In this tutorial we will go over using the match, unique, and n_distinct function. Let’s create 3 vectors to use as an example.
#Unique, Match, Identical, n_distinct
setA <- c(5:10)
setB <- c(5,4,7,8,9,11)
setC <- c(5:10)
print(setA)
## [1] 5 6 7 8 9 10
print(setB)
## [1] 5 4 7 8 9 11
We will use the match function to compare SetA to SetB
#using match function
match(setA,setB)
## [1] 1 NA 3 4 5 NA
how many don’t match
sum(is.na(match(setA,setB)))
## [1] 2
Identical will give you a true or false when comparing if both vectors match
#using identical
identical(setA,setB)
## [1] FALSE
identical(setA,setC)
## [1] TRUE
n_distinct will count the unqiue values.
setD <- c(5,5,6,6,7)
print(setD)
## [1] 5 5 6 6 7
dplyr::n_distinct(setD)
## [1] 3
Use unique to remove duplicates
SetD1 <- unique(setD)
print(SetD1)
## [1] 5 6 7
you can use the names function in combination with identical or match function to check if column names are similar.
data("iris")
# head(iris)
iris_1 <- iris
iris_2 <- iris
identical(names(iris_1), names(iris_2))
## [1] TRUE
match(names(iris_1), names(iris_2))
## [1] 1 2 3 4 5
Now we will change the first column name to the second dataset and run the same lines of code as above
names(iris_2)[1] <- "wrong"
names(iris_2)
## [1] "wrong" "Sepal.Width" "Petal.Length" "Petal.Width" "Species"

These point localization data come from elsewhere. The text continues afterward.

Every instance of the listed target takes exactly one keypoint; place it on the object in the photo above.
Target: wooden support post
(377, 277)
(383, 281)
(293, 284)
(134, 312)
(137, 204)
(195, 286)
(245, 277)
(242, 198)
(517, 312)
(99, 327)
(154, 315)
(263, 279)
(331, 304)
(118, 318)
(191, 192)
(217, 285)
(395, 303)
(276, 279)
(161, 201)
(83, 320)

identical(names(iris_1), names(iris_2))
## [1] FALSE
match(names(iris_1), names(iris_2))
## [1] NA 2 3 4 5
We can remove duplicate rows in a dataframe with the unique function
iris4 <- rbind(iris, iris_1)
paste0('numbers of rows: ',nrow(iris4))
## [1] "numbers of rows: 300"
iris4 <- unique(iris4)
paste0('numbers of rows after using unique function: ',nrow(iris4))
## [1] "numbers of rows after using unique function: 149"